# Thermal paste vs.silicone compound ?



## Carlos_3 (Nov 27, 2005)

Hi all, I'm new to the gaming and upgrading world.  I'm going to up grade my video card from a raedon 9800 pro to a radeon 850xt.  I'm geting ready to also put an arctic cooling system on it for the heat.  What I'm confused about is that I have read posts before about putting thermal paste on your heat sink before I put the fan on.  Well I forgot to order it with my card and fan, decided to see if Radio shack had any and they suggested that I use their heat sink compound, which is silicone based.  Is there a difference in the two, can I use it without hurting my card and fan.............any thoughts and suggestions whether to use it or not?

Thanks in advance,

Carlos_3


----------



## Flashnc (Nov 27, 2005)

the arctic cooling you have orderd will have some with it.

it would be preferable to use AS5 or ASceramic, but the stuff that you will recieve with your card is going to be better than the stuff from radio shack...also...if you have a "compusa" near, you can get AS5 there.

be carefull, only use enough to spread a very thin layer on the gpu.

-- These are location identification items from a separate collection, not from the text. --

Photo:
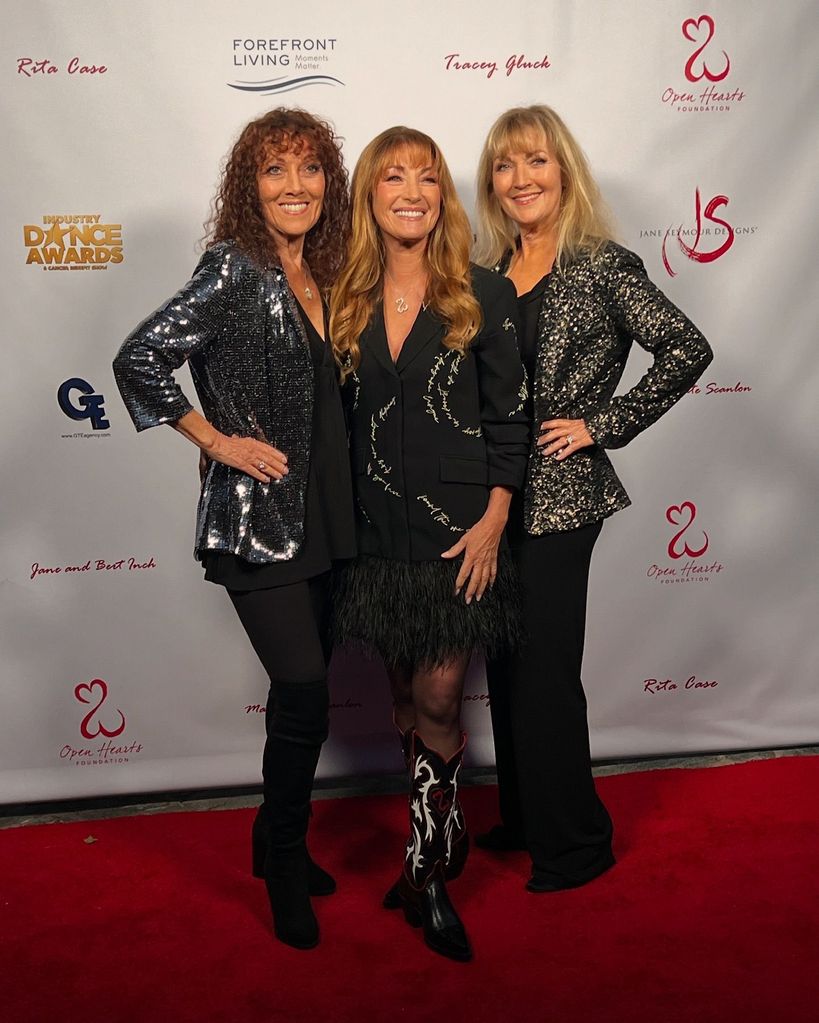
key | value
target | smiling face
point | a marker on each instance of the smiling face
(290, 190)
(406, 199)
(528, 185)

also make sure that your artic cooling "fan" sits evenly and not touching anything at all on the board but the gpu itself

             Flash


----------



## M. Mellough (Nov 28, 2005)

If you can't find AS5 you can use Antec Formula 5 silver compound which is identical to AS5. It sells for the same price so you won't save anything but in my experience the Antec compound is easier to find at retail stores; those who sell Antec components (which are relatively common) will usually also have the compound in stock. Antec products can be found at many electronics supplies stores (real ones not Radio Shack) as well as computer stores.


----------



## Aevum (Nov 28, 2005)

becuase of the on chip resistors and solder points, you might want to use artic ceramic insted of artic silver, artic silver tends to conduct under pressure and heat (guess what a x850XT with a heatsink screwed to it generates)

with artic ceramic you only give up a little bit (1-1.5 degrees differenace) and you have a non conductive paste


----------



## Christer (Dec 2, 2005)

OCZ silver.....lowered my CPU temp by 10degC compared to what came with the Vapochill....:d


----------